Cropping

IPM knowledge sourced at canola growing workshop

By Rodney Woods

Practical workshops addressing early season canola pest management are helping to bolster industry’s uptake of integrated pest management principles and improve the effectiveness of control strategies.

A survey of participants who attended a series of workshops about pests in establishing canola crops found 99 per cent now use or intend to incorporate integrated pest management practices into their farming systems.

An investment of the Grains Research and Development Corporation — with assistance from FarmLink, Australian Oilseeds Federation, NSW DPI and Local Land Services — the workshops equipped participants with practical tips on identifying, monitoring and controlling early season pests to maximise crop establishment.

The workshops were held across southern, central and northern NSW in the lead-up to the 2019 canola season and were followed up with a mid-season paddock walk, a webinar conducted by sustainable agriculture research organisation cesar and a YouTube presentation.

The workshops and field walks attracted more than 340 advisers and growers, highlighting the extent of industry interest in alternatives to chemical-only control methods.

Lead presenter, Bowden Rural Services principal agronomist Phil Bowden, said the workshops had increased participants’ knowledge of pest identification and host range, awareness of beneficial invertebrate groups and confidence to implement cultural, chemical and biological control measures.

“The workshops were designed to deliver IPM knowledge in a practical way to assist growers and advisers to apply an effective pest monitoring and control approach in the paddock,” Mr Bowden said.

“For years we’ve been trying to move away from the practice of applying `insurance sprays’, whereby a pesticide is applied at the same time as a herbicide spray whether it’s required or not, because it destroys the natural enemies that are resident in paddocks.

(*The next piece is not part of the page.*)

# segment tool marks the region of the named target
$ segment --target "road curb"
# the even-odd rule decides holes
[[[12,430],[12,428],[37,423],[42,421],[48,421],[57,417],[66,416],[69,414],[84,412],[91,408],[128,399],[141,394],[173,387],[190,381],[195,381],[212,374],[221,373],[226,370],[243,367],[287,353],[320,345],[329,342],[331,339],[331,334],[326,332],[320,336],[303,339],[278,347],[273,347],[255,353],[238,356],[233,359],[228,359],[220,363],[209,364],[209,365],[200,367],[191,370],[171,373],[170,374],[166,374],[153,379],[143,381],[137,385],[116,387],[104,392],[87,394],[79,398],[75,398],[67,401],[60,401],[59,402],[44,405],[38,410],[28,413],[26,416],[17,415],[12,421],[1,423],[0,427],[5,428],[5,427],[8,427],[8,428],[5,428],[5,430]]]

“The workshops equipped participants with an awareness of which beneficial insects are present in paddocks, what their role is and what can be done to encourage them.

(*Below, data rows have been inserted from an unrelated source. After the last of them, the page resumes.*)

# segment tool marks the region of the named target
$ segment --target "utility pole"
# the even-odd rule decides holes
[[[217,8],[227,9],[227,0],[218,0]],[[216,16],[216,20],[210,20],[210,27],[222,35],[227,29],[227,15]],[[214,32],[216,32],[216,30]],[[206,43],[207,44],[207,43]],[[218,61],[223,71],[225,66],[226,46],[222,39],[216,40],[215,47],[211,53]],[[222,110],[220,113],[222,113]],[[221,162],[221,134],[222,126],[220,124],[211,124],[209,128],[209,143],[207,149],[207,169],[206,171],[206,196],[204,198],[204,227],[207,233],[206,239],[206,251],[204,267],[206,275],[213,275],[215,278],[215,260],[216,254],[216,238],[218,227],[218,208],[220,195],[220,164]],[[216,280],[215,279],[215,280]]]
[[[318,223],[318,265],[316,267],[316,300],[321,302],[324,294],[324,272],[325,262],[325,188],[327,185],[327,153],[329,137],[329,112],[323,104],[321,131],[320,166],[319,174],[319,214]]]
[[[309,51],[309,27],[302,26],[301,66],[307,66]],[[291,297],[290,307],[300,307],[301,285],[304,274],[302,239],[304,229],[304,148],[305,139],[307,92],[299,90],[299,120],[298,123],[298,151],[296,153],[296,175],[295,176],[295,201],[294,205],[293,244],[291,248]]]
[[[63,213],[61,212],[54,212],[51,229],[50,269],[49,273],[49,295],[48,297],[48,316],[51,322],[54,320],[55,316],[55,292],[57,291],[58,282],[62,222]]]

“Successful pest management in canola relies on accurate identification of both the pests and the beneficial insects, an understanding of their behaviour and roles, and a comprehension of the objective and likely impact of chemical control methods.”

Mr Bowden said the workshops encouraged participants to assess potential pest issues prior to planting by considering paddock history and the propensity of certain crops and stubble loads to encourage pest incidence, and then develop an appropriate multi-pronged management strategy.

“The aim is to have as few surprises as possible to maximise crop establishment and growth,” he said.

“Insect pests can be a significant issue in new canola crops.

“Canola has a tiny seedling which can be difficult to get out of the ground and so it becomes a target for a range of damaging pests such as mites, wireworms/false wireworms, slugs, cutworms and earwigs.

“We are now seeing crops targeted by pests that we’ve never seen before in canola, largely due to the increased stubble loads retained in modern farming systems.

“So it’s important that we adopt an IPM approach to ensure our control methods are effective, sustainable and maximise the productivity and profitability of our canola crops and broader farming systems.”